Harmonized Data Access (HDA)
The HDA service provides users with streamlined access to a diverse range of datasets within the DEDL ecosystem. Within the repository, the HDA directory contains Jupyter Notebook examples that guide users through the process of discovering available services, listing and searching for STAC collections, and retrieving specific data items. These examples are instrumental in helping users understand how to interact with the HDA API, manage authentication, and perform data queries efficiently.
STACK Service
The STACK service is designed to facilitate near-data processing by leveraging DASK, a flexible parallel computing library in Python. In the STACK directory of the repository, users will find Jupyter Notebook examples that illustrate how to set up and utilize DASK for processing large datasets distributed across different cloud locations. These examples demonstrate the deployment of DASK clusters, execution of parallel computations, and optimization of data processing workflows, enabling users to perform complex analyses efficiently.
HOOK Service
The HOOK service offers Function-as-a-Service (FaaS) capabilities, allowing users to define and execute workflows within the DEDL environment. The HOOK directory in the repository provides Jupyter Notebook examples that guide users through the process of creating, deploying, and managing workflows using the HOOK service. These tutorials cover various aspects, including defining functions, setting up triggers, and monitoring workflow execution, thereby enabling users to automate data processing tasks effectively.
Getting Started
To begin utilizing the resources provided in the DestinE-DataLake-Lab repository, users are encouraged to clone the repository into their local environment or access it through the DEDL-provided JupyterHub - STACK Service. The repository includes a requirements.txt file that lists the necessary Python dependencies. Users should create a virtual environment, install the required packages, and select the appropriate kernel when running the provided notebooks.

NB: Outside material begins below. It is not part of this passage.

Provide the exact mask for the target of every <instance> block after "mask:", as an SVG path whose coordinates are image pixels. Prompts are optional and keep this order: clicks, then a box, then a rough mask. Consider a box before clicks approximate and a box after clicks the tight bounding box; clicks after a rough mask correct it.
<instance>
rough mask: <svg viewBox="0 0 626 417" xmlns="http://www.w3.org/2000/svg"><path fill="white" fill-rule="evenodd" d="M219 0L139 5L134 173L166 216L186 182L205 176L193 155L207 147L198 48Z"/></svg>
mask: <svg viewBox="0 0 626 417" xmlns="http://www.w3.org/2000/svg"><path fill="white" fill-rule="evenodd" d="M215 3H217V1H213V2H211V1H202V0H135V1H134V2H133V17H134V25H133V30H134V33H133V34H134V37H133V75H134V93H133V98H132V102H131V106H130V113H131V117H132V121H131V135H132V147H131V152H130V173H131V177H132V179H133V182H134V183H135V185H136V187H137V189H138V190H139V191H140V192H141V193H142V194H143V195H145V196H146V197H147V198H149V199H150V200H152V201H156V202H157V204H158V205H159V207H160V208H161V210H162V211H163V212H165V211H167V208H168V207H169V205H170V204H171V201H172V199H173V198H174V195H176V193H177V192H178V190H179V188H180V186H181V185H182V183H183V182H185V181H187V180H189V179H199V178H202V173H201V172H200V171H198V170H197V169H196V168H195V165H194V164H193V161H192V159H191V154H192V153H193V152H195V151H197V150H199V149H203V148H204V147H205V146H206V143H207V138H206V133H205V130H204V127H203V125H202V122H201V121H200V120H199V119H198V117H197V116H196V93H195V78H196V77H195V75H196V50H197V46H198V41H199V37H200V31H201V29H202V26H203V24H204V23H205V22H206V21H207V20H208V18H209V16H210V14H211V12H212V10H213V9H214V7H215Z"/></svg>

Detailed instructions for setting up the environment and installing dependencies are available in the repository's README file.
Additional Resources
For further information and comprehensive documentation on DEDL services, users can refer to the DestinE Data Lake documentation. This resource provides in-depth guides, API references, and additional tutorials to assist users in maximizing their utilization of DEDL services. Moreover, the DestinE Data Portfolio and Data Lake Edge services offer valuable insights into the available datasets and services within the DEDL ecosystem.
Summary
In summary, the DestinE-DataLake-Lab repository serves as a valuable resource for users aiming to effectively engage with the Destination Earth Data Lake services. By providing practical examples and comprehensive guides, it empowers users to harness the full potential of DEDL's offerings, facilitating efficient data access, processing, and workflow management within the Destination Earth initiative.